| Plugin Name | Page Title Splitter |
|---|---|
| Type of Vulnerability | Cross-Site Scripting (XSS) |
| CVE Number | CVE-2025-62744 |
| Urgency | Low |
| CVE Publish Date | 2025-12-31 |
| Source URL | CVE-2025-62744 |
Urgent Security Advisory: Cross‑Site Scripting (XSS) in “Page Title Splitter” WordPress Plugin (≤ 2.5.9)
Summary
- A stored Cross‑Site Scripting (XSS) vulnerability affects the WordPress plugin “Page Title Splitter” versions up to and including 2.5.9 (CVE-2025-62744).
- No official vendor patch was available at the time of this advisory. The vulnerability has a CVSS-equivalent impact around 6.5; it requires at least a Contributor-level user plus user interaction to exploit.
- If your site allows untrusted contributors or has staff who preview or click content from contributors, treat this as a high-priority mitigation task.
I am writing as a Hong Kong-based WordPress security practitioner. This advisory gives clear, practical steps you can apply quickly — minimal theory, direct actions for site owners, operators and plugin developers.
What is the vulnerability?
- Type: Cross‑Site Scripting (XSS)
- Affected software: Page Title Splitter plugin for WordPress
- Affected versions: ≤ 2.5.9
- CVE: CVE-2025-62744
- Reported by: Muhammad Yudha – DJ
- Attack preconditions: Attacker requires a Contributor-level account (or similar) on the target site and some user interaction (victim clicks a crafted link or views a page).
- Impact: Injected JavaScript/HTML may run in the context of site visitors or logged-in users, enabling session theft, privilege escalation, content manipulation, redirects or client-side payloads.
High-level technical description (non‑exploitative)
This stored XSS occurs when user-supplied data is output without adequate escaping/encoding. The plugin processes titles and UI elements that are later rendered in pages viewed by other users. When untrusted input is treated as HTML rather than data, script injection becomes possible. The vulnerability requires interaction and a Contributor account, so it is less trivial than unauthenticated remote attacks, but still realistic in many editorial workflows.
Why this matters to your site
Even with the Contributor requirement and user interaction, many WordPress sites are exposed because:
- External contributors (guest authors, community members) are commonly allowed to post.
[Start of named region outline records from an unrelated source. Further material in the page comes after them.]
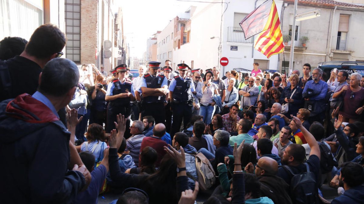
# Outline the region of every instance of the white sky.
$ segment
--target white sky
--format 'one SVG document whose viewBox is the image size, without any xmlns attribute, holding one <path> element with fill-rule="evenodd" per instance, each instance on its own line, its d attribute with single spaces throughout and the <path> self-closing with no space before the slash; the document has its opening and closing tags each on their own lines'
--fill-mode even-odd
<svg viewBox="0 0 364 204">
<path fill-rule="evenodd" d="M 130 48 L 130 56 L 139 58 L 146 51 L 147 40 L 157 30 L 164 29 L 170 20 L 191 5 L 207 4 L 176 0 L 114 0 L 114 11 L 117 12 L 119 7 L 123 11 L 124 33 Z"/>
</svg>

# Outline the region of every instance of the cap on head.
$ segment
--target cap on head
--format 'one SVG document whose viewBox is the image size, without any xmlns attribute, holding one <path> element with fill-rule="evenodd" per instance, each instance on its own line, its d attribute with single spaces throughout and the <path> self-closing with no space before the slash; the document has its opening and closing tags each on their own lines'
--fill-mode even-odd
<svg viewBox="0 0 364 204">
<path fill-rule="evenodd" d="M 185 63 L 178 64 L 177 65 L 178 67 L 178 69 L 179 70 L 188 70 L 188 65 Z"/>
<path fill-rule="evenodd" d="M 172 68 L 169 66 L 165 66 L 163 67 L 163 71 L 164 72 L 172 72 Z"/>
<path fill-rule="evenodd" d="M 115 68 L 115 69 L 116 72 L 121 72 L 122 71 L 126 71 L 126 68 L 128 66 L 125 64 L 122 64 Z"/>
<path fill-rule="evenodd" d="M 152 69 L 159 69 L 160 67 L 159 65 L 161 62 L 156 62 L 155 61 L 152 61 L 149 62 L 148 64 L 149 64 L 149 67 Z"/>
<path fill-rule="evenodd" d="M 194 72 L 199 72 L 199 71 L 200 71 L 200 69 L 192 69 L 192 70 L 191 70 L 191 72 L 192 73 L 192 74 L 193 74 L 193 73 L 194 73 Z"/>
</svg>

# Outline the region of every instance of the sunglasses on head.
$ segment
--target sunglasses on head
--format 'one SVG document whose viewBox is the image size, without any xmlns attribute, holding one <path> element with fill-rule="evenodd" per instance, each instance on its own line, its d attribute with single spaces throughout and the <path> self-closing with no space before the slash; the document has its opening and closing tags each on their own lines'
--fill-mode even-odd
<svg viewBox="0 0 364 204">
<path fill-rule="evenodd" d="M 62 52 L 57 53 L 57 55 L 56 56 L 56 58 L 59 58 L 63 55 L 63 53 Z"/>
</svg>

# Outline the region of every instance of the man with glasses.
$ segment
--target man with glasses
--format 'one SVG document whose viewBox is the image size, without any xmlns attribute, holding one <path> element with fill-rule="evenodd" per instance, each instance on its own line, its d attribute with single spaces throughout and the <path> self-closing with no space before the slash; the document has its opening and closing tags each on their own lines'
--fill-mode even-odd
<svg viewBox="0 0 364 204">
<path fill-rule="evenodd" d="M 336 78 L 337 79 L 339 85 L 335 88 L 333 93 L 330 98 L 330 112 L 329 115 L 331 115 L 331 113 L 332 113 L 333 110 L 336 108 L 336 107 L 340 106 L 341 103 L 343 102 L 344 98 L 340 96 L 336 98 L 334 98 L 332 97 L 332 96 L 335 93 L 337 93 L 339 92 L 339 90 L 341 89 L 341 88 L 343 86 L 348 85 L 348 83 L 347 82 L 346 80 L 348 78 L 349 74 L 345 71 L 340 71 L 337 73 Z"/>
<path fill-rule="evenodd" d="M 325 117 L 327 83 L 321 80 L 322 78 L 322 70 L 315 68 L 312 72 L 312 80 L 307 82 L 302 92 L 305 101 L 304 108 L 311 112 L 309 118 L 311 124 L 314 121 L 322 123 Z"/>
<path fill-rule="evenodd" d="M 193 84 L 195 85 L 194 91 L 192 92 L 192 95 L 195 98 L 195 102 L 192 107 L 192 115 L 199 114 L 200 99 L 202 97 L 202 85 L 201 82 L 201 75 L 198 72 L 198 69 L 192 71 L 193 74 Z"/>
<path fill-rule="evenodd" d="M 239 94 L 241 96 L 241 110 L 247 109 L 250 106 L 255 105 L 259 93 L 259 89 L 255 84 L 255 77 L 249 77 L 248 82 L 248 86 L 239 90 Z"/>
<path fill-rule="evenodd" d="M 0 87 L 0 101 L 24 93 L 34 93 L 44 65 L 51 60 L 62 56 L 66 42 L 64 34 L 55 25 L 43 25 L 37 28 L 21 54 L 5 63 L 7 70 L 5 75 L 3 73 L 1 75 L 11 82 L 7 89 L 3 87 L 5 85 L 0 83 L 3 87 Z"/>
</svg>

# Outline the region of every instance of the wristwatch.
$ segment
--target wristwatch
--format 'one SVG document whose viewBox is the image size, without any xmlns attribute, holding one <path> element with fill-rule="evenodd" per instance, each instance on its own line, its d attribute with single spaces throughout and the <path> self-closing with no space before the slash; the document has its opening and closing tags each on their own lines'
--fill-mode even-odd
<svg viewBox="0 0 364 204">
<path fill-rule="evenodd" d="M 177 167 L 177 173 L 179 173 L 182 171 L 186 171 L 186 167 L 178 168 Z"/>
</svg>

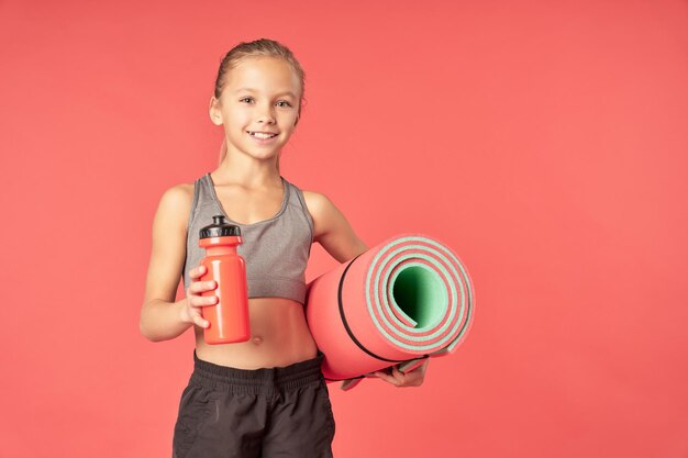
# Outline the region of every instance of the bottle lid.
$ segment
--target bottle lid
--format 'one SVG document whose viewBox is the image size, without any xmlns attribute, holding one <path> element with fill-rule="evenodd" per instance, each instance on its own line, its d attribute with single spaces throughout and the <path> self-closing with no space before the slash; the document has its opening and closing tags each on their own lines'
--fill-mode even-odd
<svg viewBox="0 0 688 458">
<path fill-rule="evenodd" d="M 212 224 L 201 228 L 199 238 L 226 237 L 230 235 L 242 235 L 240 227 L 228 223 L 224 215 L 219 214 L 212 217 Z"/>
</svg>

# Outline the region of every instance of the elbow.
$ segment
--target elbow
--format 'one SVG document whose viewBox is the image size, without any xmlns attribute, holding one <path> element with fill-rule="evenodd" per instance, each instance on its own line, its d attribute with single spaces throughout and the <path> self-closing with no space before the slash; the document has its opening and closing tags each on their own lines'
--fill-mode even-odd
<svg viewBox="0 0 688 458">
<path fill-rule="evenodd" d="M 143 313 L 141 314 L 141 319 L 138 320 L 138 332 L 142 336 L 146 338 L 146 340 L 159 342 L 159 338 L 156 338 L 156 336 L 151 333 L 149 326 L 146 325 Z"/>
</svg>

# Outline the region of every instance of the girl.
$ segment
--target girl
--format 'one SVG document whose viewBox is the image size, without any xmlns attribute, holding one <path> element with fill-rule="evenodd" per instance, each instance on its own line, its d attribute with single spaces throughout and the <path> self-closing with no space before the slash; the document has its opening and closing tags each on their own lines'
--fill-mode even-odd
<svg viewBox="0 0 688 458">
<path fill-rule="evenodd" d="M 223 58 L 210 119 L 224 127 L 220 166 L 165 191 L 153 221 L 153 246 L 141 333 L 171 339 L 193 325 L 193 371 L 179 403 L 174 458 L 331 457 L 335 423 L 320 366 L 324 355 L 303 312 L 310 247 L 344 262 L 366 252 L 324 194 L 302 191 L 279 174 L 279 156 L 301 114 L 303 70 L 271 40 L 240 43 Z M 225 146 L 226 145 L 226 146 Z M 226 150 L 225 150 L 226 148 Z M 202 297 L 217 288 L 204 273 L 199 228 L 224 214 L 241 228 L 251 339 L 207 345 Z M 175 302 L 182 276 L 186 298 Z M 420 386 L 428 360 L 408 373 L 379 377 Z"/>
</svg>

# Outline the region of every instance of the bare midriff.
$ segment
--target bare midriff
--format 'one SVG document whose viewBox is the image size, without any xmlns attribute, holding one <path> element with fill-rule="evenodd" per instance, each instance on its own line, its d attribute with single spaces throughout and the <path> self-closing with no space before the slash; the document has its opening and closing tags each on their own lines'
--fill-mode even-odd
<svg viewBox="0 0 688 458">
<path fill-rule="evenodd" d="M 237 369 L 284 367 L 318 355 L 303 305 L 286 298 L 249 298 L 251 338 L 235 344 L 209 345 L 203 329 L 196 332 L 199 359 Z"/>
</svg>

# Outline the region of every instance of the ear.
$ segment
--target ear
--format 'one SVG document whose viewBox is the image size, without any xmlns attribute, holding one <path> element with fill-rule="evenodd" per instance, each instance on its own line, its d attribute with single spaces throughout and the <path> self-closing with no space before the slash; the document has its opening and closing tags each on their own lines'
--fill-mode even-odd
<svg viewBox="0 0 688 458">
<path fill-rule="evenodd" d="M 210 115 L 210 121 L 212 121 L 213 124 L 222 125 L 222 112 L 220 111 L 220 101 L 215 99 L 215 96 L 210 98 L 208 114 Z"/>
</svg>

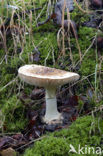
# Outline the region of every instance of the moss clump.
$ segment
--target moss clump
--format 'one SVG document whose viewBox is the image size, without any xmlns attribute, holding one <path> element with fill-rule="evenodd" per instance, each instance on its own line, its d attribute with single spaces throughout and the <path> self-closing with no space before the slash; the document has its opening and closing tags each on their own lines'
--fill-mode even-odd
<svg viewBox="0 0 103 156">
<path fill-rule="evenodd" d="M 102 124 L 103 121 L 101 120 L 99 122 L 101 132 L 103 131 Z M 76 154 L 69 153 L 70 144 L 76 150 L 79 144 L 81 147 L 85 147 L 85 145 L 97 147 L 100 146 L 101 136 L 102 134 L 98 129 L 98 119 L 85 116 L 78 118 L 68 129 L 54 132 L 41 141 L 37 141 L 34 147 L 26 150 L 24 156 L 76 156 Z"/>
<path fill-rule="evenodd" d="M 25 118 L 25 107 L 18 100 L 17 95 L 5 98 L 3 105 L 0 106 L 3 115 L 5 116 L 5 130 L 6 131 L 20 131 L 25 127 L 27 120 Z M 25 118 L 25 120 L 24 120 Z"/>
</svg>

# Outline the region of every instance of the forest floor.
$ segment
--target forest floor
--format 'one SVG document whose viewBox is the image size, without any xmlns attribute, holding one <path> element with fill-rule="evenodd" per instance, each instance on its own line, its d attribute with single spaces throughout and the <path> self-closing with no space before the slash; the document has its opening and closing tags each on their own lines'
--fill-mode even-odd
<svg viewBox="0 0 103 156">
<path fill-rule="evenodd" d="M 0 1 L 0 154 L 1 156 L 101 155 L 103 148 L 103 14 L 89 1 L 51 20 L 56 0 Z M 15 6 L 15 7 L 14 7 Z M 83 11 L 85 10 L 85 11 Z M 53 14 L 54 15 L 54 14 Z M 50 16 L 51 17 L 51 16 Z M 75 22 L 65 31 L 63 19 Z M 19 67 L 37 64 L 78 73 L 80 79 L 57 90 L 62 124 L 41 122 L 45 91 L 18 77 Z M 53 132 L 53 133 L 52 133 Z M 97 147 L 99 147 L 97 149 Z M 85 150 L 87 149 L 87 151 Z"/>
</svg>

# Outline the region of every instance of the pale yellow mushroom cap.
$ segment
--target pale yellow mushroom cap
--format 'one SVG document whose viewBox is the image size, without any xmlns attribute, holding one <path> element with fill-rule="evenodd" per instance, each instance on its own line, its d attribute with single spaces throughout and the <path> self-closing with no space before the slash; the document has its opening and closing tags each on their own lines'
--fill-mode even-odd
<svg viewBox="0 0 103 156">
<path fill-rule="evenodd" d="M 79 79 L 79 75 L 41 65 L 25 65 L 18 70 L 19 77 L 26 83 L 39 87 L 62 86 Z"/>
</svg>

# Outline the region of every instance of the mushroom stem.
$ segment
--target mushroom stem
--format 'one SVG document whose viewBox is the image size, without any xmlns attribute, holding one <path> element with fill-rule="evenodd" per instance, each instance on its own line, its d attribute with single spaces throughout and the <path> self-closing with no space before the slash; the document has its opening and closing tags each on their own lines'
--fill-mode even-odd
<svg viewBox="0 0 103 156">
<path fill-rule="evenodd" d="M 56 88 L 46 88 L 46 113 L 44 122 L 50 123 L 53 120 L 60 120 L 61 113 L 57 110 Z"/>
</svg>

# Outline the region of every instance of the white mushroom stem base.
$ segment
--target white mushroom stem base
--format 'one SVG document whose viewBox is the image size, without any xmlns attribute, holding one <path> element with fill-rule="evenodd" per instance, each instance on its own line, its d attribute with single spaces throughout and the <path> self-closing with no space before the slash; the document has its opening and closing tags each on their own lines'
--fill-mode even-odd
<svg viewBox="0 0 103 156">
<path fill-rule="evenodd" d="M 62 114 L 57 110 L 56 88 L 46 88 L 46 112 L 43 121 L 47 124 L 61 123 Z"/>
</svg>

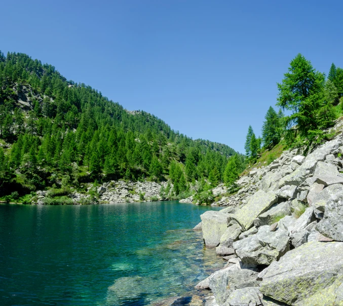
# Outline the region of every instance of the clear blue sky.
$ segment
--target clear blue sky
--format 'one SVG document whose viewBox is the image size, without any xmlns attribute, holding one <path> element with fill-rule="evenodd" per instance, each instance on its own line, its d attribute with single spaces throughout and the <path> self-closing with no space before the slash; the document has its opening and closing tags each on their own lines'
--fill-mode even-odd
<svg viewBox="0 0 343 306">
<path fill-rule="evenodd" d="M 241 152 L 291 60 L 343 67 L 341 1 L 4 1 L 0 50 Z"/>
</svg>

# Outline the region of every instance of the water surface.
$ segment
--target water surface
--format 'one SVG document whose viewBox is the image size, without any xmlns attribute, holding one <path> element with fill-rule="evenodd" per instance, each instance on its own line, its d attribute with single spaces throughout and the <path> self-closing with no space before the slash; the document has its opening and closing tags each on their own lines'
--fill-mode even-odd
<svg viewBox="0 0 343 306">
<path fill-rule="evenodd" d="M 0 304 L 142 305 L 190 296 L 223 265 L 192 230 L 209 209 L 0 205 Z"/>
</svg>

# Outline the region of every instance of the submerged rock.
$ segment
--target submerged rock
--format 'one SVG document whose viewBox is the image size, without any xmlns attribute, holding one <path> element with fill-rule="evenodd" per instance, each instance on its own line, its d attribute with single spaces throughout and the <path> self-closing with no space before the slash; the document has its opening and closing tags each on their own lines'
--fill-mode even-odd
<svg viewBox="0 0 343 306">
<path fill-rule="evenodd" d="M 202 231 L 202 228 L 201 226 L 201 222 L 198 223 L 194 227 L 193 227 L 193 231 Z"/>
<path fill-rule="evenodd" d="M 208 247 L 215 247 L 220 241 L 227 226 L 227 214 L 220 211 L 209 210 L 200 216 L 203 237 Z"/>
<path fill-rule="evenodd" d="M 260 273 L 260 290 L 290 305 L 342 304 L 342 242 L 306 243 Z"/>
<path fill-rule="evenodd" d="M 247 269 L 220 270 L 210 277 L 210 288 L 217 303 L 222 305 L 236 289 L 258 286 L 258 273 Z"/>
<path fill-rule="evenodd" d="M 217 246 L 215 248 L 215 252 L 217 255 L 219 256 L 225 256 L 226 255 L 235 254 L 235 250 L 233 248 L 228 248 L 222 245 Z"/>
<path fill-rule="evenodd" d="M 260 306 L 263 295 L 258 287 L 246 287 L 238 289 L 232 292 L 226 299 L 225 306 Z"/>
<path fill-rule="evenodd" d="M 229 226 L 220 237 L 220 245 L 232 248 L 232 244 L 238 240 L 241 233 L 242 228 L 239 225 L 235 224 Z"/>
</svg>

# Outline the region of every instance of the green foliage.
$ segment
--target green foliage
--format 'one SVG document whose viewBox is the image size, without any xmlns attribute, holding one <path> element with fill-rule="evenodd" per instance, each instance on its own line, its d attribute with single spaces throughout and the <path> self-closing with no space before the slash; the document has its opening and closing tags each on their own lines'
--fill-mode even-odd
<svg viewBox="0 0 343 306">
<path fill-rule="evenodd" d="M 243 167 L 236 154 L 229 160 L 224 172 L 224 182 L 228 186 L 232 185 L 239 177 L 239 174 L 243 171 Z"/>
<path fill-rule="evenodd" d="M 208 205 L 214 201 L 212 187 L 203 178 L 197 182 L 195 190 L 196 193 L 194 196 L 194 199 L 199 204 Z"/>
<path fill-rule="evenodd" d="M 211 184 L 213 187 L 217 186 L 220 182 L 220 173 L 216 166 L 215 166 L 214 168 L 211 170 L 208 176 L 208 180 L 211 182 Z"/>
<path fill-rule="evenodd" d="M 283 118 L 282 112 L 277 113 L 274 109 L 270 106 L 268 109 L 262 126 L 262 139 L 265 147 L 276 145 L 281 139 L 281 120 Z"/>
<path fill-rule="evenodd" d="M 144 201 L 145 200 L 145 193 L 139 193 L 139 200 L 140 201 Z"/>
<path fill-rule="evenodd" d="M 11 194 L 11 197 L 13 200 L 18 200 L 19 198 L 19 194 L 18 193 L 18 192 L 13 192 Z"/>
<path fill-rule="evenodd" d="M 287 143 L 295 143 L 298 136 L 306 141 L 308 148 L 320 143 L 324 138 L 323 129 L 330 126 L 334 119 L 330 101 L 334 95 L 330 84 L 326 86 L 324 74 L 299 54 L 291 61 L 278 88 L 277 105 L 292 112 L 283 120 Z"/>
<path fill-rule="evenodd" d="M 11 197 L 10 196 L 5 196 L 4 197 L 4 201 L 6 203 L 9 203 L 11 202 Z"/>
<path fill-rule="evenodd" d="M 70 205 L 73 204 L 72 200 L 68 197 L 45 197 L 43 201 L 46 205 Z"/>
<path fill-rule="evenodd" d="M 245 154 L 247 157 L 250 157 L 251 154 L 251 138 L 254 134 L 254 131 L 251 125 L 249 126 L 248 129 L 248 133 L 245 139 L 245 143 L 244 144 L 244 149 L 245 149 Z"/>
<path fill-rule="evenodd" d="M 333 82 L 336 79 L 336 75 L 337 69 L 336 69 L 336 66 L 333 63 L 332 63 L 331 64 L 331 67 L 330 67 L 330 71 L 329 71 L 329 74 L 327 76 L 327 78 L 331 82 Z"/>
<path fill-rule="evenodd" d="M 71 190 L 66 186 L 63 186 L 60 188 L 52 188 L 48 192 L 47 197 L 54 198 L 55 197 L 66 196 L 70 193 L 71 193 Z"/>
<path fill-rule="evenodd" d="M 16 107 L 21 94 L 30 104 L 22 110 Z M 22 53 L 0 60 L 0 139 L 12 144 L 6 151 L 0 148 L 2 192 L 15 173 L 33 189 L 61 186 L 63 177 L 69 178 L 65 185 L 78 186 L 169 176 L 178 194 L 188 182 L 208 178 L 215 167 L 219 174 L 212 173 L 211 179 L 220 181 L 236 153 L 222 144 L 193 140 L 144 111 L 131 113 Z M 174 173 L 173 162 L 180 168 Z"/>
</svg>

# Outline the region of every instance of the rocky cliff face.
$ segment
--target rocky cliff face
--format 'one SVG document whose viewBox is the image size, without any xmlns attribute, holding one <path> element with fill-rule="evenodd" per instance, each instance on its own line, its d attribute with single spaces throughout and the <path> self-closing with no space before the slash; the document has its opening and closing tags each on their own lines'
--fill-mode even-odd
<svg viewBox="0 0 343 306">
<path fill-rule="evenodd" d="M 206 247 L 228 260 L 196 287 L 212 290 L 207 305 L 343 305 L 342 144 L 284 151 L 201 216 Z"/>
</svg>

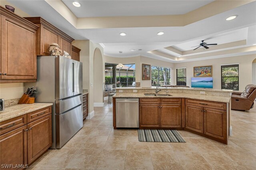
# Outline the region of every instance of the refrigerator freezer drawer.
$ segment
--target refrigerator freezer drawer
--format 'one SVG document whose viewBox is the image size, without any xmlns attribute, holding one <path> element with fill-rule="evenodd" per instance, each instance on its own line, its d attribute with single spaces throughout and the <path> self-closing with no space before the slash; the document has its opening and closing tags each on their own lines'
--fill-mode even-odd
<svg viewBox="0 0 256 170">
<path fill-rule="evenodd" d="M 83 127 L 82 105 L 56 117 L 56 148 L 59 148 Z"/>
<path fill-rule="evenodd" d="M 71 109 L 82 103 L 83 100 L 82 95 L 72 97 L 55 101 L 55 114 L 58 115 Z"/>
</svg>

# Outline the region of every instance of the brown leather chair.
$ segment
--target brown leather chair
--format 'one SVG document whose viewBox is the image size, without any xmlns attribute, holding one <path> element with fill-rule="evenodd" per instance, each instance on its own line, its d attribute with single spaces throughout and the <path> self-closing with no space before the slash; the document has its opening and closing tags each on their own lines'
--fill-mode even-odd
<svg viewBox="0 0 256 170">
<path fill-rule="evenodd" d="M 231 109 L 249 110 L 253 108 L 256 98 L 256 85 L 250 84 L 245 87 L 243 92 L 234 92 L 231 96 Z"/>
</svg>

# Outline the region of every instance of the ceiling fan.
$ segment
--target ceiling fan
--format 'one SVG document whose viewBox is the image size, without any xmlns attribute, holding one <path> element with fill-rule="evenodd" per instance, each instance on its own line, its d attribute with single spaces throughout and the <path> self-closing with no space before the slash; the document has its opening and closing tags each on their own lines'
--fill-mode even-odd
<svg viewBox="0 0 256 170">
<path fill-rule="evenodd" d="M 216 43 L 209 43 L 209 44 L 207 44 L 207 43 L 204 43 L 204 40 L 202 40 L 202 43 L 200 43 L 200 44 L 199 44 L 199 45 L 196 45 L 196 46 L 194 46 L 194 47 L 195 47 L 199 46 L 199 47 L 195 48 L 193 50 L 194 50 L 195 49 L 197 49 L 198 48 L 200 47 L 204 47 L 206 48 L 206 49 L 208 49 L 209 48 L 209 47 L 207 47 L 206 46 L 206 45 L 217 45 Z"/>
</svg>

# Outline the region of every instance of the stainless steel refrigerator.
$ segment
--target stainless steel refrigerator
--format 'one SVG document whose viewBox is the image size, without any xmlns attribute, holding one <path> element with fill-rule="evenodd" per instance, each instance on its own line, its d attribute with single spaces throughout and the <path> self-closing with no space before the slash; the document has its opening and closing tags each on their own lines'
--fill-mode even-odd
<svg viewBox="0 0 256 170">
<path fill-rule="evenodd" d="M 82 63 L 62 56 L 38 56 L 37 103 L 52 103 L 52 145 L 61 148 L 83 127 Z"/>
</svg>

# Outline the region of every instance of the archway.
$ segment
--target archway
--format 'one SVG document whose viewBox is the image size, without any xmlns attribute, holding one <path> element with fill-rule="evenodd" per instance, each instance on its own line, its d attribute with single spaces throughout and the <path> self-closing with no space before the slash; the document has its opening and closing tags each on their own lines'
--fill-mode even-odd
<svg viewBox="0 0 256 170">
<path fill-rule="evenodd" d="M 94 106 L 103 107 L 103 67 L 102 56 L 100 50 L 96 48 L 93 57 Z"/>
</svg>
- Editors and admins routinely click preview links or review submissions.
- Shared credentials, long sessions and automation increase risk of pivot or persistence.
Realistic exploitation scenarios
- Targeted social engineering: A malicious contributor submits a post with a crafted title containing a payload. An editor previews or opens the post and the script executes in their browser.
- Stored XSS persistence: Payload is stored in content and fires whenever the page is viewed, affecting many users.
- Defacement and redirects: Attackers can alter page content, redirect visitors to scam pages or inject additional malicious resources.